Kansas City, Missouri resident Bill Abernathy, began writing songs in his early teens.  He played all through his school years, but then life took over. Bill got married, built a business career, and raised his children.  After his kids graduated from school and started their careers, Bill picked up the guitar again and began trying to rekindle his love of music. “Inspiration for my music comes from a variety of the many parts of my life,” Bill says.  “Events and experiences of mine, my family, my friends, and sometimes even people I have never met all, contribute to the creativity of my music. I find it interesting and rewarding to let my imagination wander through the memory and spirit of life events and see where it takes me.”

Bill Abernathy mixes the best of Americana, Blues, Country, and even shades of Rock to perfection. It’s not often you come across an album or an artist that is equally strong lyrically and musically. But the 11 track “Crossing Willow Creek” has you covered on both fronts.

Abernathy’s voice is growly and mellifluous with a bluesy and country sound that transcends both genres. And that doesn’t begin to touch on his lyrics. Hands down a distinct voice and a killer writer. The songs and production on this album feel tailor made for vinyl.

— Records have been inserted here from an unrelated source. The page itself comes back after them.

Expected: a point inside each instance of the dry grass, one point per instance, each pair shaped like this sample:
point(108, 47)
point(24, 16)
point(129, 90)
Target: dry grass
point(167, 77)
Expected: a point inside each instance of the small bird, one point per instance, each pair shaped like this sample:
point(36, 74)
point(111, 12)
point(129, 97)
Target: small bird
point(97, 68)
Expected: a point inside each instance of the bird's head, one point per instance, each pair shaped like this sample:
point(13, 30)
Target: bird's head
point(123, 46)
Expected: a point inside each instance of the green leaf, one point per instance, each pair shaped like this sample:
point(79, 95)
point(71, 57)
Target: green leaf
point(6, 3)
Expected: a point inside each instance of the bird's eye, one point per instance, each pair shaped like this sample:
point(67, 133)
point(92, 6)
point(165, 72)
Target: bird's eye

On the album, Abernathy revels in the rush of delivering kinetic hooks. He hurtles through lusty melodic patterns in the upbeat number “Can’t Go Back,” propels the tuneful heartland rocker “Cry Wolf” with the vigorous, swaggering charisma of his vocal attack, and, in the blues-rocker “Whiskey Road,” maximizes the rhythmic tension between his jackhammering vocal cadence and angular guitar riffing.

But Abernathy is also capable of being quietly poignant, and his lyrics can be highly literate, at times literary, and often possessed of a sharp personal focus. Nowhere are those elements more on display, than on “Willow Creek” and “Meant To Be”.

While the wide range of musical styles on display on “Crossing Willow Creek” doesn’t detract it from being a cohesive album, it does make for eleven outstanding individual tracks, ready-made for the digital generation where genre lines blur and each song stands on its own merit.

That track by track freedom proves an advantage for Bill Abernathy, who is able to chase his muse in any direction it wants to go. So he can bathe his sound in rich and gentle acoustics on “Love’s in Vain”, and then in the very next track, “White Night”, rock his socks off with crunchy electric guitars and soaring saxophones.

Through “Any Port in a Storm”, “Yuppie Blues” and “Icarus Ascending”, the songwriting to the musicianship to Abernathy’s enthusiastic vocals, truly sparkles, and is further proof that all things are possible if you have the willpower to seek it out. Abernathy’s direct and honest songwriting is beyond reproach. He unfolds his subjects with the grace of an angel, and sings them like a man on fire.

“Crossing Willow Creek” is a true coming of age, for Bill Abernathy, a portrait of an artist totally comfortable in his own skin and finding himself increasingly willing to color inside and around the Americana lines. His music will stay with you no matter what genre preference you may have.